You'll have to use a stateful firewall( either a router with CBAC or ZBF or an ASA) .
Regards.
Alain
12-13-2011 04:50 AM
Hi,
except for TCP where you could do an ACL looking for SYN flag, there is no way to accomplish this with a simple ACL.
You'll have to use a stateful firewall( either a router with CBAC or ZBF or an ASA) .
Regards.
Alain
12-13-2011 05:03 AM
THanks alain
but can you explain me how this is not possible..
for my understanding
if we ping from 10.10.10.180 to 10.10.18.19
first souce : 10.10.10.180
dest: 10.10.18.19
and after hitting the destination to reach souce address it will alter
source: 10.10.18.19
destination: 10.10.10.180 (where in ACL is der here at SVI saying if source is 10.10.18.0/24 destination is 10.10.10.180 drop)
so the packet is dropping
this is what happening right
and how this is achieved in FIrewall . we have a firewall (asa 5510) how can this accomplished.
regards
srikanth
12-13-2011 05:30 AM
Hi,
but can you explain me how this is not possible..
for my understanding
IP communication is bidirectional
we have a firewall (asa 5510) how can this accomplished.

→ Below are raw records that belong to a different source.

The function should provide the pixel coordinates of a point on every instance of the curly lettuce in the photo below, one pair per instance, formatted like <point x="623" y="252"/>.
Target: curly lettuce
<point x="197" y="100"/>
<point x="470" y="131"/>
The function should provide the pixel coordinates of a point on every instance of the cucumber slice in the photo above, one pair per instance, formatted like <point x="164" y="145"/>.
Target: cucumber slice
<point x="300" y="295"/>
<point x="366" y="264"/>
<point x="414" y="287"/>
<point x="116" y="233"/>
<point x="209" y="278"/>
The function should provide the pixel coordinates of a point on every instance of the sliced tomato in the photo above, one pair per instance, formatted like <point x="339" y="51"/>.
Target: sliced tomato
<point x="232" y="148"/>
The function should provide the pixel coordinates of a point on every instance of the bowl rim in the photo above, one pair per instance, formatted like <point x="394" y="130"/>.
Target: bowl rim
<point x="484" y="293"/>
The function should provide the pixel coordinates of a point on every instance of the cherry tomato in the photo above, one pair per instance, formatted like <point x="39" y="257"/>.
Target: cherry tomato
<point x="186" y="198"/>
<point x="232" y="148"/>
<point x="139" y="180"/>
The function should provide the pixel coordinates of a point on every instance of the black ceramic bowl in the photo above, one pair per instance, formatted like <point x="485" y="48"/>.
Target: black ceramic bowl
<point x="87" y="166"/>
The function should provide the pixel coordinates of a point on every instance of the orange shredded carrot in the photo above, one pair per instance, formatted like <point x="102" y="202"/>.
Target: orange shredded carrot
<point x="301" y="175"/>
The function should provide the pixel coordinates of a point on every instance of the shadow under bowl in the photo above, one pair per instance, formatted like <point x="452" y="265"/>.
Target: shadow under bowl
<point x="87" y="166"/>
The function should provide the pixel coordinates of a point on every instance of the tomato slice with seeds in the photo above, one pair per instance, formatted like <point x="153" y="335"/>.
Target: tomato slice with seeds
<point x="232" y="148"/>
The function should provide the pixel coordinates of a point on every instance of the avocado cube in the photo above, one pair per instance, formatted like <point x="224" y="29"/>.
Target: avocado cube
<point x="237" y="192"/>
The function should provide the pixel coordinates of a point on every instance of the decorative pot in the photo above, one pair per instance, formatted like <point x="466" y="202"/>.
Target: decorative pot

an ASA will make this possible by permitting only traffic from a high security level interface to a low security level interface but will block traffic from a low security level going to a high security level unless you apply an ACL to permit such traffic.
As it is stateful it will let replies to traffic coming from high to low pass through the low security level interface.
you will have to inspect ICMP in global policy to achieve this or configure an ACL for letting ICMP replies go from low to high.
So in your case you could put VLAN 99 in a high security level interface and VLAN 50 on a lower security level interface.
Regards.
Alain
12-13-2011 05:28 AM
Srikanth,
Just so I understand correctly, can you clarify your intent regarding "one way communication"?
1) Are you trying to achieve a truly one-way path so that traffic can enter vlan 50, but NOT exit (maybe you have a network sniffer on vlan 50 that does not need to communicate back)
or
2) Do you have servers on vlan 50 that should only ACCEPT incoming connections, but NOT be allowed to initiate connections back to vlan 99? (not really one-way as there is still return traffic)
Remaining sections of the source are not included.